Addio completi grigi, ora le linee basic si rivestono di canottiglie per ricreare l’effetto dei calici di vetro multicolor; stesso discorso vale per le camicie, mentre le evidenti sfumature che ricordano il tramonto sono frutto del pressing delle foglie d’oro zecchino sul tessuto. Icona di questa collezione è senz’altro il pezzo sinonimo di opulenza che ha chiuso la sfilata: una cappa che ha richiesto ben nove mesi di realizzazione, interamente ricamata con un panorama che si estende da Piazza San Marco e Rialto.
L’Alta Sartoria 2021 riprende molti dettagli dall’Alta Moda, si tratti di ricami o applicazioni o ancora nuances.

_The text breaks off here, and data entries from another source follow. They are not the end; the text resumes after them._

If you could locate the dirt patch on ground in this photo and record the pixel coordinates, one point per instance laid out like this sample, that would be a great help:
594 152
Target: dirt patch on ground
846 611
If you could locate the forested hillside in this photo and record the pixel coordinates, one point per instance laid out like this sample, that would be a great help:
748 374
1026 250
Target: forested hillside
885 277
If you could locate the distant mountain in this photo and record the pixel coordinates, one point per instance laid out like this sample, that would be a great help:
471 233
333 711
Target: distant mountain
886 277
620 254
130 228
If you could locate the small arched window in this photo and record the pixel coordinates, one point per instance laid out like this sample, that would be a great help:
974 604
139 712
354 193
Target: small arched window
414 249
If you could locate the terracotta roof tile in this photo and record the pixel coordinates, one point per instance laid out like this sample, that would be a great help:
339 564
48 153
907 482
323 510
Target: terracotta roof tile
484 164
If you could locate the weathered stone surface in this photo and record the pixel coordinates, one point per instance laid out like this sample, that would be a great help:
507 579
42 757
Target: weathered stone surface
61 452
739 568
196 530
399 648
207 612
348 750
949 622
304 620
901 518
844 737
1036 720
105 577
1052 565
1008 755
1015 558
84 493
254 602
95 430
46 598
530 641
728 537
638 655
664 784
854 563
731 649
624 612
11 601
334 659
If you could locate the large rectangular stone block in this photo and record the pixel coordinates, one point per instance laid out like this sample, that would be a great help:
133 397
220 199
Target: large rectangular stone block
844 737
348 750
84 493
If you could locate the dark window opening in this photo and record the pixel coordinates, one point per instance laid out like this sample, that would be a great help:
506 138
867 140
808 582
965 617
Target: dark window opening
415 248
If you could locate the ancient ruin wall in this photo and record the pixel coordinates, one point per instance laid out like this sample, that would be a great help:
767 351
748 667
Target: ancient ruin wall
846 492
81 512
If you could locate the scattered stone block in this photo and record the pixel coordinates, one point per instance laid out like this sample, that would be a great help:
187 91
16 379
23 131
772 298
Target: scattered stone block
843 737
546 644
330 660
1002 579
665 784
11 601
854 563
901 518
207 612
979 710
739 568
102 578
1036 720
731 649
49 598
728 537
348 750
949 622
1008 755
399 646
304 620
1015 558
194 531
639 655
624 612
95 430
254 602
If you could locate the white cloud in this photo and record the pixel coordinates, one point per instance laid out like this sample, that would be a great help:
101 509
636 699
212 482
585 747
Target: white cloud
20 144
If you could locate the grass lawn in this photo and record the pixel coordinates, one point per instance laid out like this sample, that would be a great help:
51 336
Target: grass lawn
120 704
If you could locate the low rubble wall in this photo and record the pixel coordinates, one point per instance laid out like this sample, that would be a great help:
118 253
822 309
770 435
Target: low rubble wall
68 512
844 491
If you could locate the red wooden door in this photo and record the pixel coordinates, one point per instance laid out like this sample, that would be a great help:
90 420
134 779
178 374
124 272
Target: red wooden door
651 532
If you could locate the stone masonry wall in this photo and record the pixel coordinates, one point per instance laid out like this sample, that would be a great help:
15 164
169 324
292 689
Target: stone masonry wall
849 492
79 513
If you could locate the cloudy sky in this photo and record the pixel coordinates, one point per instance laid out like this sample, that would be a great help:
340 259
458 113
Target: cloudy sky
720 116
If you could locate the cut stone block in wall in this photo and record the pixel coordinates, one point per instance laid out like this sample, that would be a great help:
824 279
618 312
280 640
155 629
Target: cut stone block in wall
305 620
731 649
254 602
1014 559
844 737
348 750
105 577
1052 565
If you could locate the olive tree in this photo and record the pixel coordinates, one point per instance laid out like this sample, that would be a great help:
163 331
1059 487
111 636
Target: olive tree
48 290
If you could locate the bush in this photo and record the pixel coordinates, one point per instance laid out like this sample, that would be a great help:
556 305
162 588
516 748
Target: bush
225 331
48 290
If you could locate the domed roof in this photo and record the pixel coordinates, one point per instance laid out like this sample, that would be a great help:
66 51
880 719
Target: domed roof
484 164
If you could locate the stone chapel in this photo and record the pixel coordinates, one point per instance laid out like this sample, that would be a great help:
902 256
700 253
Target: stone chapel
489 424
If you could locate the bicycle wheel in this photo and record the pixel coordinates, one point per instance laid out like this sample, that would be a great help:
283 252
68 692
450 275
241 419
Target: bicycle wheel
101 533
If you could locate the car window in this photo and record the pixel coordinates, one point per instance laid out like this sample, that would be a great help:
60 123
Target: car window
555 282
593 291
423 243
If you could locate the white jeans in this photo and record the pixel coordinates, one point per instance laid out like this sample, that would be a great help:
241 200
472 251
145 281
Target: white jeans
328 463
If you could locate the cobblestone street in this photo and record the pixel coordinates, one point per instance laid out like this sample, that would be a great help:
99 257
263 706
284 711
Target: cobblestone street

I millennials vogliono qualcosa di unico nel loro guardaroba, desiderano essere manager in carriera senza doverlo gridare al mondo attraverso un diktat che la società ha imposto per anni.
Denominatore comune: saper fare italiano tra tradizione e modernità
Stefano Gabbana e Domenico Dolce sarebbero capaci di qualunque cosa pur di tenere alto il tricolore, nonostante il vento non sia sempre in poppa e le difficoltà di un mondo ancora troppo legato ai canoni del passato accompagnino spesso le loro giornate.
Questa kermesse durata ben tre giorni è stata una dimostrazione di questo loro incondizionato amore. Celebrare i 1600 di Venezia, una città romantica e sensuale, ma anche malinconica e gioiosa, sacra e profana, razionale e visionaria, con qualcosa di unico, in grado di restituire alla città quella gloria e quell’eterea bellezza estetica di cui è meritevole, la stessa impossibile da leggere nei documenti, tanto meno nelle immagini dei tempi moderni.
Con una lacrima agli occhi, Chapeau Stefano e Domenico! Grazie per aver riportato in auge ancora una volta una meraviglia d’Italia.